Thinking Aloud in the Museum of Modern Art by Howard Hodgkin

Petersburg Press



Edition Size: 100

Sheet Size: 30 x 40 inches

Reference: Elizabeth Knowles, Howard Hodgkin: Prints 1977 to 1983, Tate Gallery, London 1985, no. 23 illustrated. Liesbeth Heenk, Howard Hodgkin Prints: A Catalogue Raisonné, Thames and Hudson, London 2003, no. 52 illustrated.


Condition: Pristine

Details — Click to read

Soft-ground etching on yellowish grey Hodgkinson hand made paper. Signed by the artist, dated 70, and numbered lower center in red crayon. Printed from the same plates as All Alone in the Museum of Modern Art. While All Alone features dark pools of hand coloring, the lighter image field of Thinking Aloud reveals how Hodgkin used his entire hand to create lines and textures.

This print depicts an abstracted scene, perhaps a window and a door, in Hodgkin’s signature painterly style. The expressive brush marks and fingerprints in this print are an example of the artist’s movement in the late 70s towards pronounced gestures.

Howard Hodgkin was introduced to the etching technique used in Thinking Aloud in the Museum of Modern Art at Petersburg Press, where this print was produced and where he would become a long-time collaborator. This technique allowed him to work fluidly and spontaneously, creating the moody interior scenes that mark Hodgkin’s work from the late 70s and early 80s.

Part of a series of four prints set in the Museum of Modern Art, New York (Late Afternoon, Early Evening, Thinking Aloud, and All Alone in the Museum of Modern Art). At earlier stages, these four prints were called by other titles: ‘Alone in the Museum of Modern Art’, ‘Not Quite Alone in the Museum of Modern Art’, “Inside the Museum of Modern Art’, ‘Talking about Modern Art’, and ‘Shadows in the Museum of Modern Art.’

Copies of this print are in the collections of Tate, London; Victoria and Albert Museum, London; and National Gallery of Australia, Canberra.


The Artist

Howard Hodgkin

British printmaker and painter Howard Hodgkin is most associated with the abstract style.
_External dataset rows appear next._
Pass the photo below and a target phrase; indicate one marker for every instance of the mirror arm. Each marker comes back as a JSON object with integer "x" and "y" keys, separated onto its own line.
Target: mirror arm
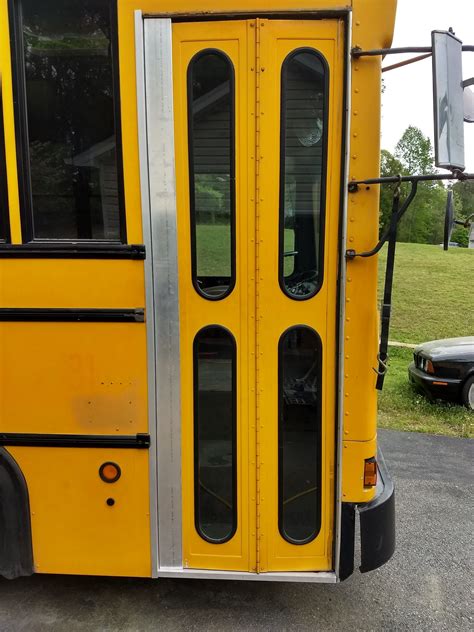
{"x": 357, "y": 52}
{"x": 352, "y": 254}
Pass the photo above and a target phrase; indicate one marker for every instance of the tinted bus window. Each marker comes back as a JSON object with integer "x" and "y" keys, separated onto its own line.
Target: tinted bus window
{"x": 4, "y": 214}
{"x": 70, "y": 139}
{"x": 215, "y": 434}
{"x": 211, "y": 172}
{"x": 299, "y": 435}
{"x": 302, "y": 174}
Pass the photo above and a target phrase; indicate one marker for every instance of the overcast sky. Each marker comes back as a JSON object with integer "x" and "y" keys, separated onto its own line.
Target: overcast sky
{"x": 408, "y": 90}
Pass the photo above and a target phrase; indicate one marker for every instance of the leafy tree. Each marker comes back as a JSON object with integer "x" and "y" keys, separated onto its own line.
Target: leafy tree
{"x": 415, "y": 152}
{"x": 389, "y": 166}
{"x": 464, "y": 207}
{"x": 424, "y": 220}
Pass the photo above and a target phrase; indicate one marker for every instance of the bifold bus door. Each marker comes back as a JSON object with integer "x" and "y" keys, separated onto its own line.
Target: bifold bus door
{"x": 246, "y": 393}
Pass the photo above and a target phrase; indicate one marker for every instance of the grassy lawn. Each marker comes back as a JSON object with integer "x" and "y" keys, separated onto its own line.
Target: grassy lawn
{"x": 432, "y": 292}
{"x": 432, "y": 298}
{"x": 402, "y": 408}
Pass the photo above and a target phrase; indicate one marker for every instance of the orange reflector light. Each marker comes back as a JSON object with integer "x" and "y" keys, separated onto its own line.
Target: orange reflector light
{"x": 110, "y": 472}
{"x": 370, "y": 472}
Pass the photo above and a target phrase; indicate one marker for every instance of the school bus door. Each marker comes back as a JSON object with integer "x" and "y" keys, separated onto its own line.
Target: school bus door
{"x": 257, "y": 122}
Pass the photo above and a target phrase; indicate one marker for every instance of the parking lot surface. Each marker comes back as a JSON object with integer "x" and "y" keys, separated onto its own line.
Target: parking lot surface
{"x": 426, "y": 586}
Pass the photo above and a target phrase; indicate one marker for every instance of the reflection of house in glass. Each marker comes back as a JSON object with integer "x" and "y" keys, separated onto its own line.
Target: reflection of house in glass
{"x": 102, "y": 156}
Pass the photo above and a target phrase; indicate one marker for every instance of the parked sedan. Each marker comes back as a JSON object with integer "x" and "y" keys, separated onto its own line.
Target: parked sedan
{"x": 445, "y": 369}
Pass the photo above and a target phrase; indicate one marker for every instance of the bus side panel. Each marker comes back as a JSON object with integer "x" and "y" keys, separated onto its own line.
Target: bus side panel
{"x": 372, "y": 28}
{"x": 76, "y": 529}
{"x": 73, "y": 378}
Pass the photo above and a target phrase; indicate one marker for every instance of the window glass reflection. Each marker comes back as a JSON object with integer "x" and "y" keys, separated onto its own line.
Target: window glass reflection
{"x": 302, "y": 173}
{"x": 71, "y": 123}
{"x": 299, "y": 437}
{"x": 215, "y": 403}
{"x": 211, "y": 141}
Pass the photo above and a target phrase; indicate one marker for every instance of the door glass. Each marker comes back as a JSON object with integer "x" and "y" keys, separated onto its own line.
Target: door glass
{"x": 299, "y": 437}
{"x": 72, "y": 128}
{"x": 211, "y": 172}
{"x": 215, "y": 427}
{"x": 302, "y": 172}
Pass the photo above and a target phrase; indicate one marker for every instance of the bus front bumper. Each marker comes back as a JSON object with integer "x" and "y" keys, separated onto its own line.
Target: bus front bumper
{"x": 377, "y": 527}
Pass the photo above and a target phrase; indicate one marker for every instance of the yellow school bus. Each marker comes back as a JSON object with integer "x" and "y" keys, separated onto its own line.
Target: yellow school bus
{"x": 186, "y": 376}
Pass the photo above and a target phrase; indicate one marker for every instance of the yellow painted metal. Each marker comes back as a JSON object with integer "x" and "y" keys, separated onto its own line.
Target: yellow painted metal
{"x": 257, "y": 296}
{"x": 49, "y": 373}
{"x": 354, "y": 455}
{"x": 276, "y": 312}
{"x": 74, "y": 530}
{"x": 85, "y": 283}
{"x": 373, "y": 24}
{"x": 74, "y": 378}
{"x": 77, "y": 378}
{"x": 233, "y": 312}
{"x": 8, "y": 117}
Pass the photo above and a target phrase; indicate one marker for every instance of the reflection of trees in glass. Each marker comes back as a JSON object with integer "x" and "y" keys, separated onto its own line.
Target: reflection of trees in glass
{"x": 69, "y": 87}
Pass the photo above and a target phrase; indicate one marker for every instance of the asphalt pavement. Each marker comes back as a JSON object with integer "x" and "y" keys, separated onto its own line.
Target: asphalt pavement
{"x": 426, "y": 586}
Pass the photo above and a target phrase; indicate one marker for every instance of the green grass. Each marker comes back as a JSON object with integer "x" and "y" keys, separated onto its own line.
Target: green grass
{"x": 432, "y": 292}
{"x": 402, "y": 408}
{"x": 432, "y": 298}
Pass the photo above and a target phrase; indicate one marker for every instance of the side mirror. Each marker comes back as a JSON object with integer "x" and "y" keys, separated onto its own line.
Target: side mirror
{"x": 448, "y": 97}
{"x": 448, "y": 220}
{"x": 468, "y": 86}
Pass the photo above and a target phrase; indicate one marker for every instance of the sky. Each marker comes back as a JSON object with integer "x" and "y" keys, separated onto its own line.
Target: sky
{"x": 408, "y": 96}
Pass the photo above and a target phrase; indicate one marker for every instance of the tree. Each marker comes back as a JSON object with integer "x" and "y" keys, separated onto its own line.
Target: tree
{"x": 423, "y": 222}
{"x": 464, "y": 207}
{"x": 414, "y": 151}
{"x": 389, "y": 166}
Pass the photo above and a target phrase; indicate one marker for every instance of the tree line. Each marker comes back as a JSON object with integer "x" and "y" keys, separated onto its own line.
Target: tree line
{"x": 424, "y": 221}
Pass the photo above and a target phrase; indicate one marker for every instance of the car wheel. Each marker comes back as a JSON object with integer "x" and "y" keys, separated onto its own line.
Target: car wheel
{"x": 468, "y": 393}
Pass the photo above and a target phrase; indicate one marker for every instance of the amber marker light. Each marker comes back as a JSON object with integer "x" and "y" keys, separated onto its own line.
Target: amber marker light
{"x": 370, "y": 472}
{"x": 110, "y": 472}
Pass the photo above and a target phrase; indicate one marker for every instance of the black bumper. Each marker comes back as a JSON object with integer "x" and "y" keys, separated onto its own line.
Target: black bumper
{"x": 432, "y": 386}
{"x": 377, "y": 522}
{"x": 377, "y": 527}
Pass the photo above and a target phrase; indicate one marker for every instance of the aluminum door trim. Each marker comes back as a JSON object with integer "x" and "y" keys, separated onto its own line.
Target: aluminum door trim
{"x": 157, "y": 158}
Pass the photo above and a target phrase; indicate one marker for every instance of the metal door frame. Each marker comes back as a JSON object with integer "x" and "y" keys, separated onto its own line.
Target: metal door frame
{"x": 153, "y": 41}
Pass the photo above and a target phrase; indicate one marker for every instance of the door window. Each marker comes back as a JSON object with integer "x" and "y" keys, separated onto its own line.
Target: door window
{"x": 302, "y": 172}
{"x": 212, "y": 172}
{"x": 215, "y": 434}
{"x": 299, "y": 436}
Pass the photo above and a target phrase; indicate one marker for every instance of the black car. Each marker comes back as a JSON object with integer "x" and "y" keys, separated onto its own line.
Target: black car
{"x": 445, "y": 369}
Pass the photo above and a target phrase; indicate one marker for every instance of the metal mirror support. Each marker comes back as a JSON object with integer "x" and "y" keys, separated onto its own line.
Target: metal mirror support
{"x": 468, "y": 86}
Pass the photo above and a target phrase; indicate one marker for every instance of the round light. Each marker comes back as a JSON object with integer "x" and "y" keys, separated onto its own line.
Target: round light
{"x": 110, "y": 472}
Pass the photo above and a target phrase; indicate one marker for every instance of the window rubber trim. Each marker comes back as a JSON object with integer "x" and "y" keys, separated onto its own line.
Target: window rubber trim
{"x": 322, "y": 222}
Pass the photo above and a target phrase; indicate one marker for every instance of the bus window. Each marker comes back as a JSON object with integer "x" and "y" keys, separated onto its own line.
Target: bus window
{"x": 211, "y": 172}
{"x": 215, "y": 434}
{"x": 299, "y": 436}
{"x": 302, "y": 172}
{"x": 4, "y": 223}
{"x": 73, "y": 189}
Exhibiting his first works in 1962, he created continuously up to his death at age 84 in 2017. London-born Hodgkin studied at first Camberwell Art School and then the Bath Academy of Art. His first works used only a few colours and curved forms, though this evolved over time. Later pieces used brighter and bolder colours and forms and had a more immediate, spontaneous quality. His most famous work is a series of paintings of Venice, known as the ‘Venetian Views’. It shows the ancient watery city at various times of the day. ‘Venice Afternoon’ is seen as the exceptional work in the quartet. Its creation was achieved through a complex printing process which used many layers and an incredibly complex printing process to build up its colourful effect. It is now on display at the Yale Centre of British Art in New Haven, Connecticut, in the USA. Howard Hodgkin created an abstract screen print on paper called ‘Swimming’ for the London 2012 Olympics. He won premier art award the Turner Prize in 1985, was knighted in 1992 and awarded an honorary doctorate by the University of Oxford in 2000.